Nos EUA, mulher de Ramagem diz que vive “tortura psicológica” para justificar licença

A procuradora do estado de Roraima Rebeca Ramagem afirmou nesta sexta-feira (9), em publicação nas redes sociais, que o pedido de licença médica do cargo foi motivado por “impactos reais, concretos, emocionais e psicológicos” decorrentes da situação vivida por sua família nos últimos meses. Segundo ela, o afastamento não foi uma escolha pessoal, mas uma “necessidade clínica”, indicada por médicos diante do que classificou como um contexto “desumano e cruel”.

Foto: Reprodução/redes sociais

Rebeca vive atualmente nos Estados Unidos, onde acompanha o marido, o ex-deputado federal Alexandre Ramagem (PL), que está foragido da Justiça. O posicionamento público ocorre um dia após a revelação de que ela solicitou licença médica de 60 dias do cargo de procuradora, a partir de 22 de dezembro, após um período prolongado de férias fora do país.

No depoimento, Rebeca diz que trabalhou regularmente ao longo de todo o ano de 2025 e que saiu de férias exercendo um direito legal. Ela relata, no entanto, que mesmo após cumprir suas funções teve o salário suspenso, o 13º salário não pago e as contas bancárias bloqueadas por decisão do ministro do Supremo Tribunal Federal (STF) Alexandre de Moraes.

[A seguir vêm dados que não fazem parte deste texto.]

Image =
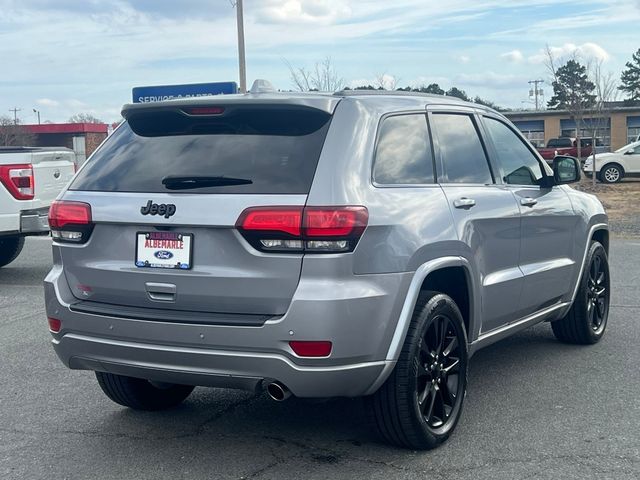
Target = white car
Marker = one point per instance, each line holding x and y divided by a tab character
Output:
613	167
30	179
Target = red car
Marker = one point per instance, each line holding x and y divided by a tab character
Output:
566	146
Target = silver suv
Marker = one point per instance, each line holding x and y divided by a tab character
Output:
319	245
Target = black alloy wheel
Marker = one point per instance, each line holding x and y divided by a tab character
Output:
438	372
586	320
420	403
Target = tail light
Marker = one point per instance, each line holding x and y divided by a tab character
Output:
18	179
70	221
303	229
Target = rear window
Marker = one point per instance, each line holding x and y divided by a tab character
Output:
249	150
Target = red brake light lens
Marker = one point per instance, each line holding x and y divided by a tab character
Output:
273	219
70	221
63	212
311	348
18	180
334	222
303	229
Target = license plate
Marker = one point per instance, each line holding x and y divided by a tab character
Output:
163	250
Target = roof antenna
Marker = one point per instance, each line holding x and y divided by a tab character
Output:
262	86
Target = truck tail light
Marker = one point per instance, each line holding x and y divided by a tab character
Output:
18	180
70	221
303	229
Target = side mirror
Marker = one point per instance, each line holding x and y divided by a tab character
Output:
566	169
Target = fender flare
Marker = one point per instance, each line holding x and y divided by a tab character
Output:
402	326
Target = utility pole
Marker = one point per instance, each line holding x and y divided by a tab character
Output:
15	111
535	91
241	57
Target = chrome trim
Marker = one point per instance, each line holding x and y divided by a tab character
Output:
501	332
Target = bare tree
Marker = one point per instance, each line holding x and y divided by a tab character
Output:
606	92
14	134
385	81
321	78
84	118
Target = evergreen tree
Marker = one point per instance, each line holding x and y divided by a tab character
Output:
630	78
456	92
572	89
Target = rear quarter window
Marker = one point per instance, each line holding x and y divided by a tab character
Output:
403	151
275	149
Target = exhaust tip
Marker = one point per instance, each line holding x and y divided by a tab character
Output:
278	392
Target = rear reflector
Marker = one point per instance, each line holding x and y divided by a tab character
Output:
54	324
311	348
18	180
303	229
70	221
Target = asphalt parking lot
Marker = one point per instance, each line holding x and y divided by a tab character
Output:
535	409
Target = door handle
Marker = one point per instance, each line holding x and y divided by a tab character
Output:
464	202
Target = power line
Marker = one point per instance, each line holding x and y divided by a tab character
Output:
535	91
15	111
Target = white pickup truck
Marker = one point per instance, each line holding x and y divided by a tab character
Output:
30	179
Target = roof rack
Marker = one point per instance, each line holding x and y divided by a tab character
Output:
351	93
33	149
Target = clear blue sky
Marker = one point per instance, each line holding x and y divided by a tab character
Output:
69	56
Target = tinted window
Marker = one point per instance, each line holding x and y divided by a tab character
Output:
519	165
461	151
403	153
260	150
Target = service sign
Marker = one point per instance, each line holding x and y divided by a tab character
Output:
160	93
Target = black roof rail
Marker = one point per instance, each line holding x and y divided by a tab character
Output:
33	149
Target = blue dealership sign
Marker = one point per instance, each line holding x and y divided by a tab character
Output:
159	93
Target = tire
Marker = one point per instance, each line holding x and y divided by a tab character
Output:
611	173
586	321
10	248
396	409
140	394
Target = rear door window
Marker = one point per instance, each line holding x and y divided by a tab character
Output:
462	155
248	150
403	152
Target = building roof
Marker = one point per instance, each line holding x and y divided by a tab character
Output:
67	128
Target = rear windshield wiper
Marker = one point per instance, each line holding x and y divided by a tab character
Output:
195	181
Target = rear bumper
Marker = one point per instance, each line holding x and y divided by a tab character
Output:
359	318
34	221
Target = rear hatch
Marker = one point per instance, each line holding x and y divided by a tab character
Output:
167	189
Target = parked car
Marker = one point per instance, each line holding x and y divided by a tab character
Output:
613	167
319	245
567	146
30	178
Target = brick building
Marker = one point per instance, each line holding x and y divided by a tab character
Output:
82	138
616	129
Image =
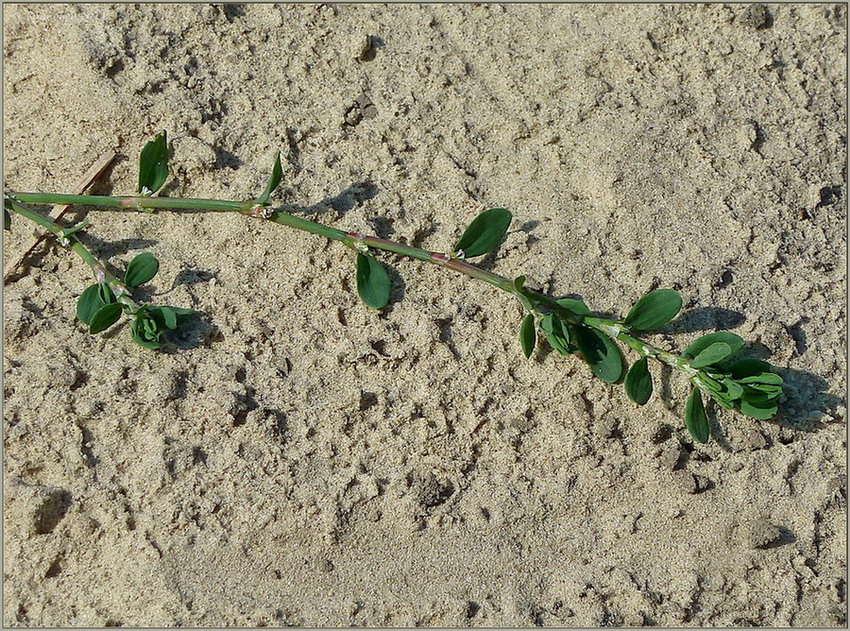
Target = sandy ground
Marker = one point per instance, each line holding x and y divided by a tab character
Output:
297	458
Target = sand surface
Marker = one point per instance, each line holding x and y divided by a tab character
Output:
296	458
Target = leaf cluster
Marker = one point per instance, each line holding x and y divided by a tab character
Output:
748	385
100	308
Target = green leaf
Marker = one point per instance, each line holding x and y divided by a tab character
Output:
695	419
712	354
92	300
765	377
145	331
105	317
574	306
734	390
700	344
638	382
600	353
528	335
485	233
753	411
141	269
654	310
67	232
274	180
373	284
153	165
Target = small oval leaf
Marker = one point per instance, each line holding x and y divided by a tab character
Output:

De acordo com o governo de Roraima, o atestado médico foi recebido pelo Departamento de Recursos Humanos no dia 24 de dezembro e encaminhado à Divisão de Perícia Médica e Segurança do Trabalho da Secretaria de Gestão Estratégica e Administração. Rebeca estava de férias desde novembro, com sucessivos pedidos de prorrogação, até o dia 19 de dezembro. O Judiciário entrou em recesso no período e retomou as atividades em 6 de janeiro.